Snow this morning, and bone-chilling rain much of the day, freezing cold and wet and miserable; ideal weather to stay out of. From Austen’s Emma (read last month — two down, four to go), a bit of indirect weather-writing that I immediately take to: Mr. John Knightley’s appealingly grouchy monologue to Emma, in the carriage en route to the Westons’ dinner party, on the annoyance of having to go out in the snow:
‘A man,’ said he, ‘must have a very good opinion of himself when he asks people to leave their own fireside, and encounter such a day as this, for the sake of coming to see him. He must think himself a most agreeable fellow; I could not do such a thing. It is the greatest absurdity – Actually snowing at this moment! – The folly of not allowing people to be comfortable at home – and the folly of people’s not staying comfortably at home when they can!

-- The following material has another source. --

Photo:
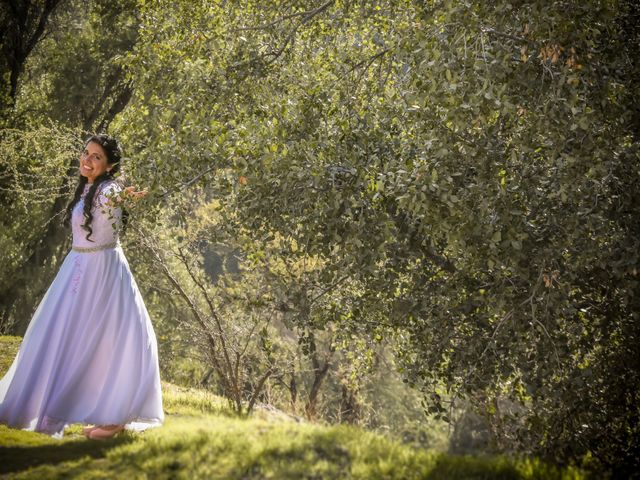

(I adore that indignant “Actually snowing at this moment!” that he bursts out with. A line I resolve to use whenever possible this winter. The grousing continues:)
If we were obliged to go out such an evening as this, by any call of duty or business, what a hardship we should deem it; – and here are we, probably with rather thinner clothing than usual, setting forward voluntarily, without excuse, in defiance of the voice of nature, which tells man, in every thing given to his view or his feelings, to stay at home himself, and keep all under shelter that he can; – here are we setting forward to spend five dull hours in another man’s house, with nothing to say or to hear that was not said and heard yesterday, and may not be said and heard again to-morrow. Going in dismal weather, to return probably in worse; – four horses and four servants taken out for nothing but to convey five idle, shivering creatures into colder rooms and worse company than they might have had at home.’
Poor bastards. And nineteenth-century snow at that. Understandable.